BERNICE ERIEMEGHE, Head of Finance & Administration.

I have been informed that Mr. Efe Omorogbe and his group have asked me to take over as Acting General Manager of COSON.
I am a woman of honour and I hereby say ‘No’ to what I consider a Greek gift and a scheme that will result in divide and rule. My colleagues and I in the Management of COSON jointly signed a letter to the NCC in which we emphasized our position and informed them that issuing opaque directives to COSON which they know cannot be obeyed will result in chaos in the organization. We have also warned of our massive resignation should they continue to meddle in the internal affairs of the organization which we are capable of resolving. I have no intention of betraying my colleagues.

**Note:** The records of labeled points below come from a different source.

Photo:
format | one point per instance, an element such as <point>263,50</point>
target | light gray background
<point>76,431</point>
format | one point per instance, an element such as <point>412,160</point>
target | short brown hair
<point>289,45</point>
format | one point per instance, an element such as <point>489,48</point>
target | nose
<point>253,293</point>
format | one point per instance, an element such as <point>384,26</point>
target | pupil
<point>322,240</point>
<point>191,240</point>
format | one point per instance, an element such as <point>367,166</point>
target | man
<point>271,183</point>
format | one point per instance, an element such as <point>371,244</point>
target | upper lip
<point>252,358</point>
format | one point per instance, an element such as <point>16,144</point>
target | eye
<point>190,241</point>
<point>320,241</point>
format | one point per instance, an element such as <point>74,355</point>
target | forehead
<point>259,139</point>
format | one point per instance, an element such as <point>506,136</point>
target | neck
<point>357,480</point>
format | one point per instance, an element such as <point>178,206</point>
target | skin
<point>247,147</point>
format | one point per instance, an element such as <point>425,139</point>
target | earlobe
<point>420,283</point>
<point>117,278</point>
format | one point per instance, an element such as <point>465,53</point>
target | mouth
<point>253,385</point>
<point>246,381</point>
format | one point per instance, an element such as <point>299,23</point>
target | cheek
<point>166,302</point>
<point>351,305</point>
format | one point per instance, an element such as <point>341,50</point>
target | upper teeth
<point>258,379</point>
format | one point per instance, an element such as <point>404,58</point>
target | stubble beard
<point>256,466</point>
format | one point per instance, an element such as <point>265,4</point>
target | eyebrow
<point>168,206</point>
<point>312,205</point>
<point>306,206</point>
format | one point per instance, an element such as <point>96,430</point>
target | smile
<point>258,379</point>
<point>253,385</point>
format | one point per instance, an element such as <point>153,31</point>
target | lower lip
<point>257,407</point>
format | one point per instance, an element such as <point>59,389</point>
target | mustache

Furthermore, I was present at the COSON Extra- Ordinary General Meeting held in COSON Arena on December 19, 2017 when the members of COSON from every part of Nigeria spoke loudly and clearly in one voice that Chief Tony Okoroji should remain as the Chairman among other issues. Please let us all respect the collective will of the majority of the members of COSON that we are all accountable to and represent their interest.
Mr. Efe Omorogbe is a very good friend of mine but the interest and desires of the members of COSON is most paramount at this point. It is a statement of fact that the members of COSON do not want Mr. Omorogbe as their Chairman at this time. That is clear to me. Anyone trying to force him on the members of COSON does not mean well for COSON as this clearly is capable of destroying the organization.
For the avoidance of doubt, I will continue to support Mr. Chinedu Angus Chukwuji as General Manager of COSON and Chief Tony Okoroji as Chairman.
Thank you.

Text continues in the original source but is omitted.